The meta-analysis of 2x2 diagnostic contingency tables was conducted via a bivariate mixed effects model. In the training sets, the pooled sensitivity and specificity were 0.92 (95% CI 0.84-0.96) and 0.88 (95% CI 0.83-0.92), 0.80 (95% CI 0.76-0.84) and 0.90 (95% CI 0.86-0.92), and 0.81 and 0.91 for CT-, MRI-, and ultrasound-based radiomics. The pooled sensitivity and specificity were 0.79‐0.93, 0.58-0.92, and 0.86 (95% CI 0.79-0.91) and 0.90 (95% CI 0.86-0.92) for models integrating clinical features with CT- or MRI-based radiomics (Table 3).
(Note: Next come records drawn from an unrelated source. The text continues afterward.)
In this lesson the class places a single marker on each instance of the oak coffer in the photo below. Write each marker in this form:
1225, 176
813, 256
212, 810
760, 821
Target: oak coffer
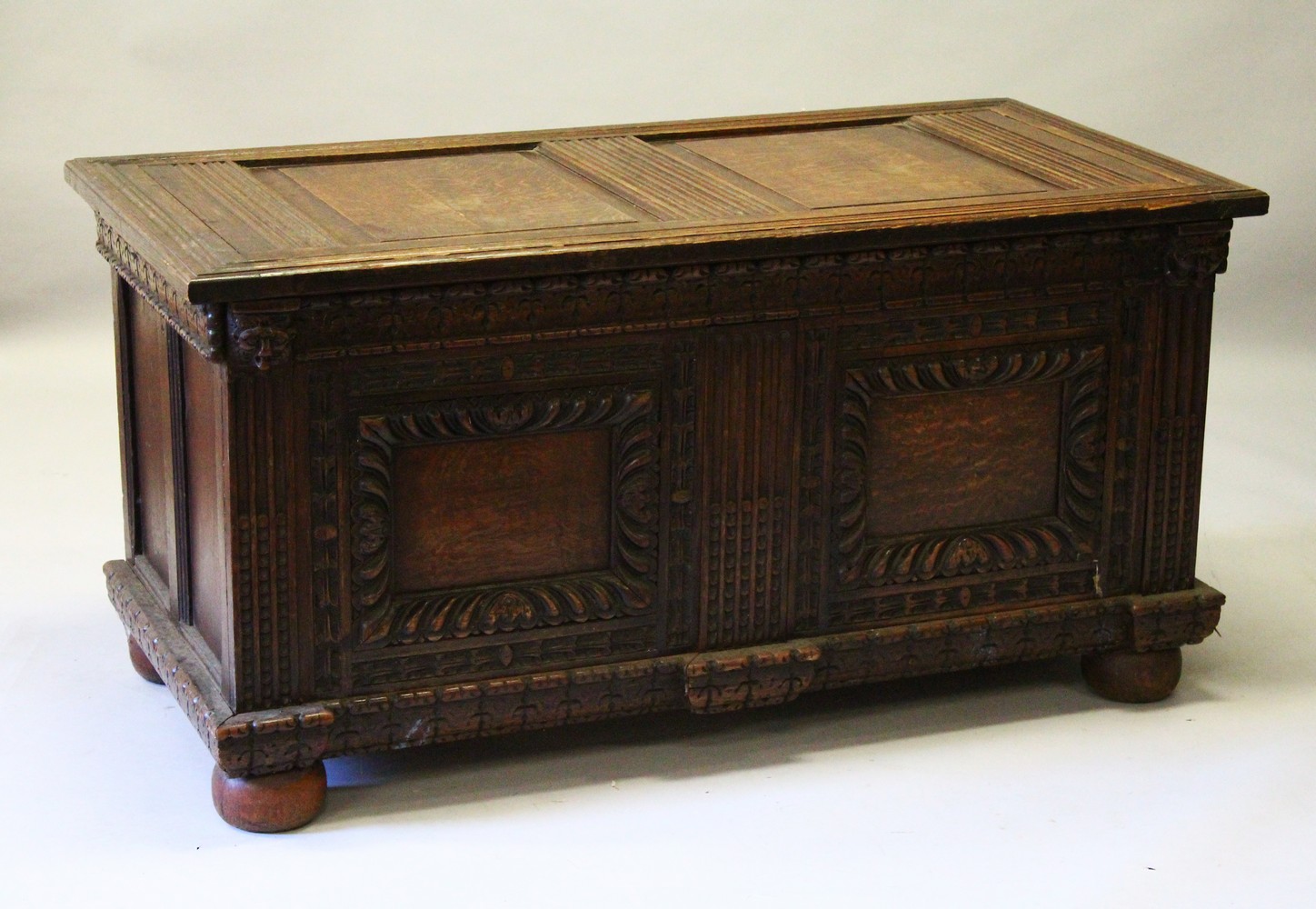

In the validation sets, the pooled sensitivity and specificity were 0.87 (95% CI 0.80-0.91) and 0.83 (95% CI 0.76-0.88), and 0.87 (95% CI 0.79-0.92) and 0.89 (95% CI 0.84-0.92) for CT- and MRI-based radiomics. The pooled sensitivity and specificity were 0.86 (95% CI 0.77-0.92) and 0.75 (95% CI 0.64-0.84) for models integrating clinical features with CT-based radiomics, and 0.88 (95% CI 0.81-0.93) and 0.88 (95% CI 0.76-0.94) for models integrating clinical features with MRI-based radiomics (Table 3).

Subgroup Analysis

Subgroup analyses of AUROC for the diagnosis of muscle invasion were performed based on different imaging modalities and model types. Among CT-based radiomics models, deep learning (DL) was the predominant approach. In the validation sets, the pooled AUROC of DL was 0.903 (95% CI 0.826-0.988; grade: weak), with a sensitivity of 0.88 (95% CI 0.77-0.94) and a specificity of 0.83 (95% CI 0.71-0.91). Among MRI-based radiomics models, DL was the most common modeling approach. In the validation sets, the pooled AUROC of DL was 0.908 (95% CI 0.892-0.924; grade: weak), with a sensitivity of 0.87 (95% CI 0.78-0.92) and specificity of 0.93 (95% CI 0.88-0.96). In the validation sets, the model integrating CT-based radiomics with clinical characteristics yielded an AUROC of 0.874 (95% CI 0.852-0.896; grade: weak). The corresponding sensitivity was 0.86 (95% CI 0.77-0.92), and the specificity was 0.75 (95% CI 0.64-0.84). Conversely, for MRI-based models combined with clinical variables, the pooled AUROC was 0.921 (95% CI 0.867-0.979; grade: weak). The corresponding sensitivity and specificity were 0.88 (95% CI 0.81-0.93) and 0.88 (95% CI 0.76-0.94), respectively (Tables 2-3).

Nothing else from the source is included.